Feldman served briefly as a member of the Physicians’ Health Foundation until he started asking questions that made certain people uncomfortable. Four months later, he found himself in the board’s crosshairs. But during his short tenure, he learned that the medical board funnels about a million dollars a year into the foundation. Apparently, there is no accounting for those funds.
Moreover, he said, the so-called “independent judges” hearing cases for possible board disciplinary action are paid by the board investigator’s office, which creates something of a stacked deck going into the process—not to mention an obvious conflict of interest.
Physicians aren’t the only ones to encounter an uncooperative medical board. The Legislative Auditor was forced to SUE the board in order to obtain board records so that it could perform its statutorily-mandated job of auditing the board’s financial records.
Senate Bill 286, the so-called physicians’ Bill of Rights, passed the SENATE by a unanimous 36-0 vote last year but never made it to the floor of the House after being involuntarily deferred in committee.
But a rare unanimous DECISION by the U.S. Supreme Court exactly two months later, on February 20, could impact the way these boards mete out exorbitant fines.
Even though the high court’s ruling on Timbs v.
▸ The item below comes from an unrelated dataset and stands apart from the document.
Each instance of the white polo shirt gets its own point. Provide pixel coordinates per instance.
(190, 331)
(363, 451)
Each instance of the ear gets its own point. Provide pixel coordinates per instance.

Indiana is considered a blow aimed at criminal justice reform, particularly in the so-called policing for profit through asset forfeiture, its effects could spill over into the way civil fines are handed down by regulatory bodies.
The ruling, written by Justice Ruth Bader Ginsburg, falls back on the Eighth Amendment that guarantees that no “excessive fines” may be imposed, a concept that dates back to the Magna Carta and later embraced by the framers of the U.S. Constitution.
It will be interesting to see if any dentist or physician victimized by either of these boards files legal action based on the Supreme Court’s most recent ruling.
If someone does, it could be a game changer.